İnsan Hakları İzleme Örgütünden ABD'ye ırkçılığa karşı "cesur adımlar" atma çağrısı
İnsan Hakları İzleme Örgütü (HRW), ABD yönetimine, siyahi Amerikalı George Floyd'un polis şiddeti sonucu hayatını kaybetmesinin ardından başlayan ve ülke geneline yayılan protestolara neden olan "yapısal ırkçılığa karşı cesur adımlar atma" çağrısında bulundu.
HRW'den yapılan açıklamada, ABD'de hükümetin, eyalet ve yerel yönetimlerin, polisin hesap verebilirliği için tedbirler yürürlüğe koyması ve uygulaması, gereksiz gözaltıları büyük ölçüde azaltması ve siyahileri orantısız şekilde hedef alan yoksulluk ve sağlıkla ilgili toplumsal sorunları çözmek için polisi kullanmaya son vermesi gerektiği belirtildi.
Açıklamada, bunun yerine, ihtiyaç sahipleri ile sağlık ve eğitim gibi birçok alanda uzun vadeli yapısal ırkçılığa karşı tasarlanmış programlara gerçek destek için yatırım yapılması gerektiği ifade edildi.
Polisin halka karşı ırka göre değişen tutumunun, iskan, eğitim ve sağlık alanlarındaki toplumsal eşitsizlikleri yansıttığı belirtilen açıklamada, karar alıcılarının, yapısal ırkçılığın uzun vadeli etkileriyle özel olarak hazırlanacak programlarla mücadele etmesi gerektiği kaydedildi.
Eyalet ve yerel makamların, cezai yaklaşımla çözülmemesi gereken toplumsal sorunları, polisle çözmek gibi yanlış bir çabayla gereksiz gözaltılar yapan çok sayıda polis memuru istihdam ettiğinden bahsedilen açıklamada, polisin protestoculara karşı yasa dışı ve gereksiz güç kullanımını da sona erdirmesi gerektiğinin altı çizildi.

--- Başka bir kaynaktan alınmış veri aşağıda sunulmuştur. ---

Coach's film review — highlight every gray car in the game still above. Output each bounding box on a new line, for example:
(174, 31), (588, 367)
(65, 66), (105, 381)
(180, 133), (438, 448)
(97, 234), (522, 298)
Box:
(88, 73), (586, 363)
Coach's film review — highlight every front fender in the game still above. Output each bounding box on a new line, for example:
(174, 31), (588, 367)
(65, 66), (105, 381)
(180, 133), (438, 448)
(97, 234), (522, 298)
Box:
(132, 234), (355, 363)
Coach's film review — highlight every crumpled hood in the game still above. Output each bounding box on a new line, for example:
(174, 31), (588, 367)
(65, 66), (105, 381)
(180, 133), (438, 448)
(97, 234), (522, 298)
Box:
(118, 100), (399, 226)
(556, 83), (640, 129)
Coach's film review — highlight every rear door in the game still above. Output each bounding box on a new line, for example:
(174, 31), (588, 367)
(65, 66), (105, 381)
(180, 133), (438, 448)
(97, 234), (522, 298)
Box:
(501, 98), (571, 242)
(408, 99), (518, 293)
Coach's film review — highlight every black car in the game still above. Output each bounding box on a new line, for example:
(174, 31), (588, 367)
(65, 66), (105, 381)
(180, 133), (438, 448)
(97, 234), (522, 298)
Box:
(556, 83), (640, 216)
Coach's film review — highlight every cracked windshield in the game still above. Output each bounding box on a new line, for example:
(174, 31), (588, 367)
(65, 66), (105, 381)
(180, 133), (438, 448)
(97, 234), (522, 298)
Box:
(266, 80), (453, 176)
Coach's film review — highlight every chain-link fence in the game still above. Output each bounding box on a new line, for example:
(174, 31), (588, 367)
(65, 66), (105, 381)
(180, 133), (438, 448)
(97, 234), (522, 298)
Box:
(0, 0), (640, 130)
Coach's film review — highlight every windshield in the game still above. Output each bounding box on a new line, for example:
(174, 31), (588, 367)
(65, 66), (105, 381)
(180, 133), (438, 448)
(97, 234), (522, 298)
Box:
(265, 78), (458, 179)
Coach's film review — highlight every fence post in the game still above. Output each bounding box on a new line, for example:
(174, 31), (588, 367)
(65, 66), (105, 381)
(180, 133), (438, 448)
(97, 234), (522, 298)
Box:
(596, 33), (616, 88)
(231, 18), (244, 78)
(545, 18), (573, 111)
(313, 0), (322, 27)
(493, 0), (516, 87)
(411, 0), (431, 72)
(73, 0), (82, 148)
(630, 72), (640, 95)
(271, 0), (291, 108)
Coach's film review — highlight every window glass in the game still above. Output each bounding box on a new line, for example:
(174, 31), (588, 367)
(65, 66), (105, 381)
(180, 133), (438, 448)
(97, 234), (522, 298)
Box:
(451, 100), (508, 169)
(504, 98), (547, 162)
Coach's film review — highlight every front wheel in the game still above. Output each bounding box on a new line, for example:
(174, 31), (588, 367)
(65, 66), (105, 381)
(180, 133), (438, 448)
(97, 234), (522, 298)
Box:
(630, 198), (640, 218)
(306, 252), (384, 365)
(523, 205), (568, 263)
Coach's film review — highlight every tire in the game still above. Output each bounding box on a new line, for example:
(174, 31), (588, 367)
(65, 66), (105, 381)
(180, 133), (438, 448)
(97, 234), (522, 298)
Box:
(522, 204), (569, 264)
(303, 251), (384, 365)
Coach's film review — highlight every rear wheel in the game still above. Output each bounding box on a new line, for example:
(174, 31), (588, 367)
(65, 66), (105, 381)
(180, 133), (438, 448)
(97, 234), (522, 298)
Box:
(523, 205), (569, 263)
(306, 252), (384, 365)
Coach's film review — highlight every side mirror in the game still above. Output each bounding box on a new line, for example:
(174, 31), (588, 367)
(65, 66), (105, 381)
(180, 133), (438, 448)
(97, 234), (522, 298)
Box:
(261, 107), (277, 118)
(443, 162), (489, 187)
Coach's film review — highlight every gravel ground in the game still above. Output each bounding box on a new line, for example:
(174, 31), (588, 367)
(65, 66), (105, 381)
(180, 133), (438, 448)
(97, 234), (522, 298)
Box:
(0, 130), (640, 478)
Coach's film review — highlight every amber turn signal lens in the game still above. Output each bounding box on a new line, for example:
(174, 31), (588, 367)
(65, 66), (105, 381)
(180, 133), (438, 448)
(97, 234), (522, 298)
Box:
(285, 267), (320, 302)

HRW'nin ABD program direktörü Nicole Austin-Hillery, "ABD genelinde kitlesel protestolara yol açan öfke ve hayal kırıklığı, George Floyd'u öldüren polis memurunun suç eylemlerinden daha fazlası ile alakalı. Bu, tüm insanlara eşit değer vermeyen ve sonuç olarak siyahilerin yaşamlarını ve refahını feda eden bir kolluk sistemiyle ilgili." değerlendirmesinde bulundu.
Siyahilerin her gün gördüğü kötü muameleye karşı geniş yankı uyandırmak için, siyahi bir adamın polis tarafından öldürülme görüntülerine gerek olmadığını söyleyen Austin-Hillery, "En kötü vakalar, ırkçılığın sadece kötü polislerin acımasız eylemleri değil, yapısal bir sorun olduğu bu sistemde buzdağının sadece görünen yüzüdür." dedi.

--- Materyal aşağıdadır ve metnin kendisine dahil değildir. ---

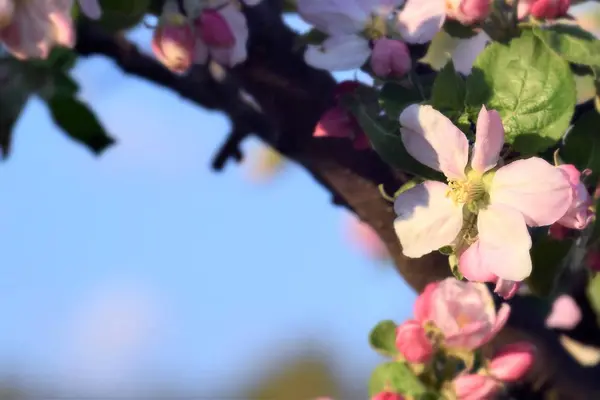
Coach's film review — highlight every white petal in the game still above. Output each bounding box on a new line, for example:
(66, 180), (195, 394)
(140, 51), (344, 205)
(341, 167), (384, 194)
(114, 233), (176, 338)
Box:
(394, 181), (463, 258)
(396, 0), (446, 43)
(490, 157), (573, 227)
(219, 3), (248, 67)
(304, 35), (371, 71)
(452, 31), (491, 75)
(477, 205), (532, 281)
(400, 104), (469, 179)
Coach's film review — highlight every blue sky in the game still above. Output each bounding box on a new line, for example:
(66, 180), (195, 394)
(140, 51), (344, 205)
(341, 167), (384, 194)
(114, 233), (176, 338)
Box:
(0, 14), (414, 392)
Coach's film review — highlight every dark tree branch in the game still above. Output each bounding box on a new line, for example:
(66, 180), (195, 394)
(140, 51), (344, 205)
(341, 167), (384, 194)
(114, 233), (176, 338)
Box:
(77, 0), (600, 399)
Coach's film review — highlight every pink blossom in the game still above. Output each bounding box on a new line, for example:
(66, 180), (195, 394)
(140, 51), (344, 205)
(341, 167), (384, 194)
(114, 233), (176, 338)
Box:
(413, 282), (440, 324)
(297, 0), (446, 71)
(556, 164), (594, 229)
(396, 320), (433, 363)
(394, 104), (572, 282)
(313, 81), (371, 150)
(0, 0), (75, 59)
(488, 342), (535, 382)
(428, 278), (510, 350)
(371, 392), (404, 400)
(546, 294), (581, 330)
(152, 11), (196, 73)
(194, 2), (249, 67)
(518, 0), (571, 19)
(371, 38), (412, 78)
(453, 374), (502, 400)
(446, 0), (491, 25)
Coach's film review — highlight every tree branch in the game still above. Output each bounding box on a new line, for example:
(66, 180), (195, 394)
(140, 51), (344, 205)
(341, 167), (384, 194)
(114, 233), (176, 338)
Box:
(77, 1), (600, 399)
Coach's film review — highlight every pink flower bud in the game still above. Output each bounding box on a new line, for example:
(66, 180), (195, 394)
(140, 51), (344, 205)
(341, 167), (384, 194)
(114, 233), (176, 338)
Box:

Floyd'un "Nefes alamıyorum" feryadı, polis şiddetini gündeme taşıdı
Siyahi Amerikalı 46 yaşındaki George Floyd, geçen pazartesi günü dolandırıcılık şüphesiyle Minneapolis’te polisler tarafından gözaltına alınırken, bir polisin uzun süre ensesine diziyle basması nedeniyle dakikalarca "Nefes alamıyorum" diye yalvarmıştı.

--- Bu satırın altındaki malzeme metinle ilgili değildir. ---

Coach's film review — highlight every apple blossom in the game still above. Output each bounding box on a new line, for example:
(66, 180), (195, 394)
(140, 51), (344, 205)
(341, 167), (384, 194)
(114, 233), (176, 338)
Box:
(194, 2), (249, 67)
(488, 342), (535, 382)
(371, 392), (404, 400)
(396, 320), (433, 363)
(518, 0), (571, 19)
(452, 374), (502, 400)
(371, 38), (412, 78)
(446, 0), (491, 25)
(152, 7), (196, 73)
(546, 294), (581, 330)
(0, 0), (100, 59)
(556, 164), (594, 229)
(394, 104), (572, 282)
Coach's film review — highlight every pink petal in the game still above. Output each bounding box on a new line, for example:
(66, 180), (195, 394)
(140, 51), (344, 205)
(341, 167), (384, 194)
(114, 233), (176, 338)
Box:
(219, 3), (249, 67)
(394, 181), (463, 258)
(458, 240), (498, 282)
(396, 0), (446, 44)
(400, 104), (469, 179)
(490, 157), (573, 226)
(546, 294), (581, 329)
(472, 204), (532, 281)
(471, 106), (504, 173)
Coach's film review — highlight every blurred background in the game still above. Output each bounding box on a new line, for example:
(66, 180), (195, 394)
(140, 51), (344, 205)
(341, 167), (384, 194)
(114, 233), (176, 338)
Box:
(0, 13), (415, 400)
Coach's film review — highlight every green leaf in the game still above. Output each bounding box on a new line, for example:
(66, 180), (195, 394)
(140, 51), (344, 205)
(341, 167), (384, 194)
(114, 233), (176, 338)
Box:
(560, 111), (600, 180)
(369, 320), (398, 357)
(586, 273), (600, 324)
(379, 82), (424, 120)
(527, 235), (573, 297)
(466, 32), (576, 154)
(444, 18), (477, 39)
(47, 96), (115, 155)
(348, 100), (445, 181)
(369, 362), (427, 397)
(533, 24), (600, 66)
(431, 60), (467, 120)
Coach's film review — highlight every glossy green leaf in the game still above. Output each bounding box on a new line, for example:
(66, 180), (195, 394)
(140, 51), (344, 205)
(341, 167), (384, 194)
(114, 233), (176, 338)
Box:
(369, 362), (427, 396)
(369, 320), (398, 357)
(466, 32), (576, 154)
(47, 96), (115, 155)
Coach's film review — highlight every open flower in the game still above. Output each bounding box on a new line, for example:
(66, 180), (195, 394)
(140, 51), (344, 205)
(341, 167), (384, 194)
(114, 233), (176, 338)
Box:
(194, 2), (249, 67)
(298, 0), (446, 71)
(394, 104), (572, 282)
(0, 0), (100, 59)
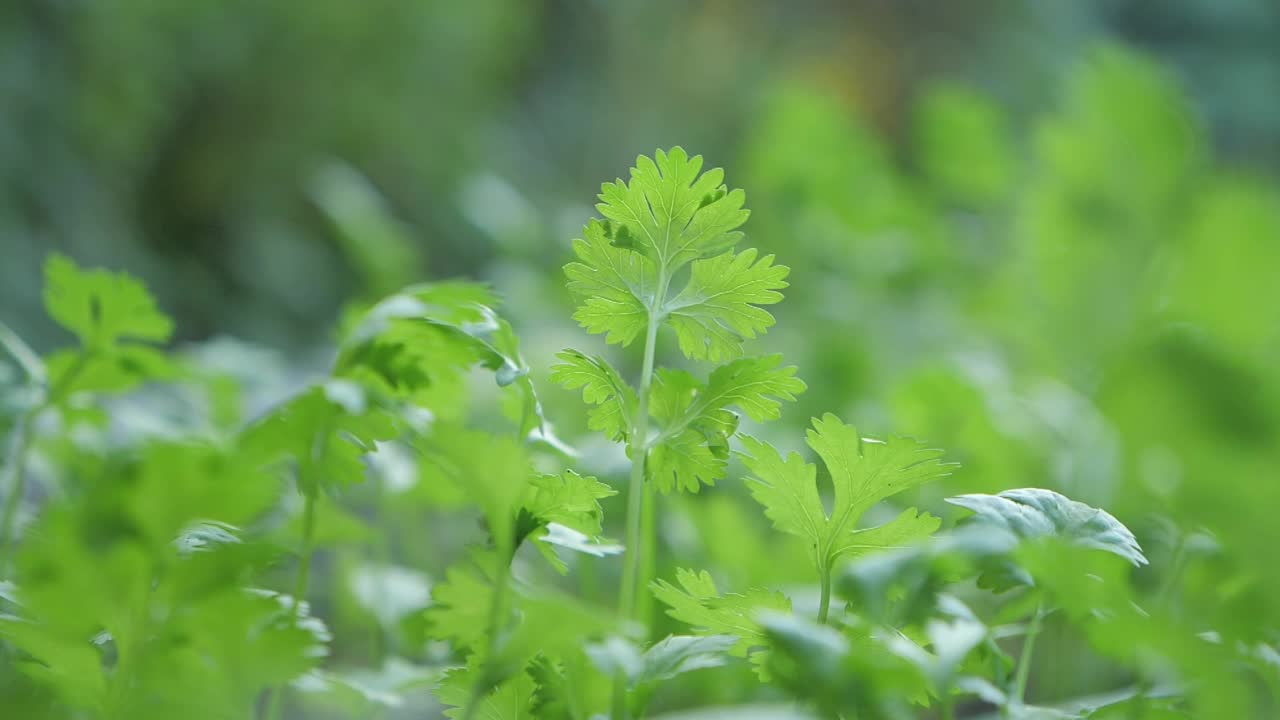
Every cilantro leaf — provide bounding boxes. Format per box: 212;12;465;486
650;568;791;656
646;355;805;492
550;350;636;441
663;247;791;361
517;470;622;573
564;219;658;346
742;414;951;569
419;423;530;548
241;379;401;495
425;559;493;651
595;147;750;272
524;470;617;536
45;252;173;347
435;665;538;720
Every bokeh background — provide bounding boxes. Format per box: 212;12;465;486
0;0;1280;706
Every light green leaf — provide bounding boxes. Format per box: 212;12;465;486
564;219;658;346
650;568;791;656
663;247;790;361
646;355;805;492
595;147;750;273
832;507;942;557
524;470;617;536
241;379;399;495
417;423;530;556
742;414;951;569
435;666;538;720
550;350;636;441
947;488;1147;565
645;428;726;493
45;252;173;348
425;562;493;651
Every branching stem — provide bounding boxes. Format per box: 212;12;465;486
818;564;831;625
1005;601;1044;712
613;272;669;720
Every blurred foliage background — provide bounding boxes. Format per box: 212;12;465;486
0;0;1280;706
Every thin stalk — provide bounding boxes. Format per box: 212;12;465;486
293;493;316;619
818;564;831;625
462;548;515;720
613;273;668;720
0;413;35;574
618;313;658;620
1006;602;1044;711
0;345;90;573
266;484;316;720
636;483;658;625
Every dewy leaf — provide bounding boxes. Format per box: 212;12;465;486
650;568;791;656
646;355;805;492
742;414;951;569
663;247;790;361
550;350;636;441
595;147;750;273
45;254;173;347
425;560;493;651
334;282;529;407
241;379;399;493
947;488;1147;565
564;219;658;346
524;470;617;536
435;667;538;720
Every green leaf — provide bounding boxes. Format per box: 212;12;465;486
662;247;790;361
417;423;530;557
650;568;791;656
45;252;173;347
564;219;658;346
550;350;636;442
595;147;750;273
435;666;538;720
646;355;805;492
586;627;737;717
425;562;493;651
947;488;1147;566
742;414;951;569
524;470;617;536
241;379;399;495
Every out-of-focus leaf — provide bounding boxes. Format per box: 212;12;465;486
947;488;1147;565
650;568;791;656
742;414;951;569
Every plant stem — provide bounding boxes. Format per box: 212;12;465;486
613;273;668;720
818;564;831;625
618;293;658;621
293;493;316;619
1006;602;1044;710
0;413;35;575
266;492;316;720
462;548;515;720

Floyd'un, olay yerine gelen acil sağlık ekiplerince kaldırıldığı hastanede hayatını kaybettiği belirtilirken, olayla ilgili görüntüler sosyal medyada büyük tepki toplamıştı.
Görüntüler, ülkede siyahilere yönelik polis şiddeti tartışmalarını tekrar alevlendirmiş ve protestolar, olayların başladığı Minneapolis'ten ülke genelinde pek çok kentte sıçramıştı.
Floyd protestoları, bir haftayı geride bırakırken, başkent Washington ve New York da dahil en az 40 kent, haftaya gece sokağa çıkma yasaklarıyla başlamıştı.
25'e yakın kentte, Ulusal Muhafız Birlikleri, polise yardımcı olmak ve olayları kontrol altına alabilmek için devreye sokulmuştu.